The health status of those refugees, mainly the Convention refugees—though there are different characteristics—is a function of their country of origin and the conditions in which they were living. In some countries, they had no access to medical services and, because of epidemiological conditions and infectious diseases, their health status has deteriorated. It is very important for Convention refugees to receive treatment. In any event, they are eligible for those services under our provincial and territorial health plans. We cover them for the waiting period, which is normally three months, but as soon as they are eligible, our program no longer covers them.
It is also important to cover those groups for what we call supplementary coverage, for medication and all those things that may not be covered by health plans; though the plans cover them for people on social assistance, for example. We take all the provincial social assistance programs already in place and we adapt them. That allows us to reach some degree of parity in what is offered to those groups in the provinces and territories.
That is important for three reasons.
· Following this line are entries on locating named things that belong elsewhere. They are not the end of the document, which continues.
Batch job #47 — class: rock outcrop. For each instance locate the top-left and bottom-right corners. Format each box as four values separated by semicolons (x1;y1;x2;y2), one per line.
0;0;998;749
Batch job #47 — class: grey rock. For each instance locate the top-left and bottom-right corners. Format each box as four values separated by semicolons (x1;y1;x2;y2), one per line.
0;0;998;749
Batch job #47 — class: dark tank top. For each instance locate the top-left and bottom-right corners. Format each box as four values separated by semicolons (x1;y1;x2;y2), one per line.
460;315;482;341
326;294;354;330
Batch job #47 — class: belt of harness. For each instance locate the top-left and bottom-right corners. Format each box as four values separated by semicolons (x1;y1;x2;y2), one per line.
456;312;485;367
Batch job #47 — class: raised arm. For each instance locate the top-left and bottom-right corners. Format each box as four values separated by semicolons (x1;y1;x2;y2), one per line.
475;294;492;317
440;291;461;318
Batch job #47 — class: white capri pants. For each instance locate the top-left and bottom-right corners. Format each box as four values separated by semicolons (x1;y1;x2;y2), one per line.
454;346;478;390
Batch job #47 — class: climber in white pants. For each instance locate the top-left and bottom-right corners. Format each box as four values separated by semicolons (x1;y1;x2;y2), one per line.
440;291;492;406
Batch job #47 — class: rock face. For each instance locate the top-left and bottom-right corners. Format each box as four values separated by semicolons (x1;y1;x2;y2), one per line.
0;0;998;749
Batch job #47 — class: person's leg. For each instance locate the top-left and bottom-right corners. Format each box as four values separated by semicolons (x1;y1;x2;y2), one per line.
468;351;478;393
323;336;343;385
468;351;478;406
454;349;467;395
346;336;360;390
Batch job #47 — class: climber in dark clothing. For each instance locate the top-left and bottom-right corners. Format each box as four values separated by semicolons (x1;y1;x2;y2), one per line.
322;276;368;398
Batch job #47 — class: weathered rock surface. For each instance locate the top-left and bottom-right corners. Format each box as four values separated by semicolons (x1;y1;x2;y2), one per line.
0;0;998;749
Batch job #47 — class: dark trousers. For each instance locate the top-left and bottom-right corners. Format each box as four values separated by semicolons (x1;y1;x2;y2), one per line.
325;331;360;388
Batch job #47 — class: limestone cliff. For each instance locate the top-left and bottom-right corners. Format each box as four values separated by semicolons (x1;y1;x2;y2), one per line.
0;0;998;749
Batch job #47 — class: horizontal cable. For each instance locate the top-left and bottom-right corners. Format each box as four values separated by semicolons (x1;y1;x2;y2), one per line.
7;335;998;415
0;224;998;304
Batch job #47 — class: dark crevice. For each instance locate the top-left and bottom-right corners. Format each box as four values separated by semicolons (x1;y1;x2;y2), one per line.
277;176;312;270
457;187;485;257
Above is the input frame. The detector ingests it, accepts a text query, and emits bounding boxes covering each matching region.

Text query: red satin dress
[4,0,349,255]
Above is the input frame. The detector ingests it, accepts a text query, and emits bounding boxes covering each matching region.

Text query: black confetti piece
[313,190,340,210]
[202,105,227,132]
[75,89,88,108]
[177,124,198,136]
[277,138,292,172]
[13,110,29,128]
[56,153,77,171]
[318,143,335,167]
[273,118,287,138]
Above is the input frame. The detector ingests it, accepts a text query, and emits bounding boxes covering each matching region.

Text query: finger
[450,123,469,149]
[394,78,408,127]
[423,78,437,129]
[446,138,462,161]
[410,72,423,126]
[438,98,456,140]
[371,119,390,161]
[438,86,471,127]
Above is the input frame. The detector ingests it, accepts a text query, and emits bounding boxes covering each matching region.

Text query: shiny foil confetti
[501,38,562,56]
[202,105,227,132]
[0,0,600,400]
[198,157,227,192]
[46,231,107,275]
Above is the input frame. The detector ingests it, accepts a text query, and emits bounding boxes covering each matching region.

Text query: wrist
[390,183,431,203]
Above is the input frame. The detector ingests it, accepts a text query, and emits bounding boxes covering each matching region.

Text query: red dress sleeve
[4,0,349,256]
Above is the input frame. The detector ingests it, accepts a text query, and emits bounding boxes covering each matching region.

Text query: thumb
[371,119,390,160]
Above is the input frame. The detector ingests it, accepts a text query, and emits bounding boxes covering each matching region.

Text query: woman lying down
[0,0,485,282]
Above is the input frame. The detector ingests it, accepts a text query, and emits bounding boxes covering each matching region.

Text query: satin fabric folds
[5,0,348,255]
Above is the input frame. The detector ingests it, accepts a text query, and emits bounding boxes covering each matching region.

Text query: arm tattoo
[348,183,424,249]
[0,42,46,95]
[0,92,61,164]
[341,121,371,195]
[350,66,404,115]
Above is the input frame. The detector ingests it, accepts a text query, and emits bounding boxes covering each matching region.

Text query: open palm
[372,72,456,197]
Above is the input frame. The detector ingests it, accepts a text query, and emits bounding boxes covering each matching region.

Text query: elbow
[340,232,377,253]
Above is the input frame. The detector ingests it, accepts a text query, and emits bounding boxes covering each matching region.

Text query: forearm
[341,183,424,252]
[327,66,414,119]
First, it is important for the refugees themselves, whatever category they are in, that we are concerned about their state of health and provide the necessary care. Second, it is important for public health, especially if they show signs of infectious diseases that can be spread to those close to them and to the community. We have to provide treatment for that. Third, by assuming the costs, we ease the strain on the resources of the provincial and territorial health systems, at least with regard to the costs. That all must be seen as positive.
It is important for Canadians to realize that this coverage for refugees seeking asylum actually does not last very long. The coverage provided to asylum-seekers by the program ceases when their cases are dismissed; in other words, they are covered until they leave Canada, and then that's it. If asylum-seekers withdraw or give up their claims for protection, the coverage ceases as well. Of course, if it comes to light at any time that a person is living in Canada illegally, the coverage also ceases. It really is temporary, just until the commission has rendered its verdict. If the commission gives a person refugee status, that person becomes eligible for provincial programs automatically.
:
We are not necessarily negotiating with each person. We rely on a system, a formulary—the Quebec formulary—that has already been negotiated, that already exists. We make it the same for everyone. It is a federal program. The pharmacists are already licensed; the Ordre des pharmaciens takes care of that. They are licensed. We use the Quebec formulary, the RAMQ's, but using the lowest cost. Then the pharmacists sign up.
The coverage is already set and all the RAMQ's medications are covered. We also have the possibility of getting preapproval for medications that may not be covered. The RAMQ, for example, does not cover some anti-malaria drugs, some antiparasitic drugs for intestinal parasites. Nor does it cover vitamins and products like that. Since we are dealing with vulnerable people who are often malnourished, it is better for them to be covered. So we cover them, and they are already in the system. Everything is there. This is not like a union agreement with each pharmacy. Far from it. The pharmacists are licensed and the RAMQ already has a negotiated system for people on social assistance. We just make use of it.
The Chair: Thank you.
Dr. Danielle Grondin: We have even done price comparisons, to go back to the example that came up in connection with HIV. Everything is carefully compared.
The Chair: Thank you.
Dr. Danielle Grondin: If the prescription specifies no substitute medications, that will be paid for. There is really no reason for litigation, but we are continuing the discussions in order to understand what AQPP wants.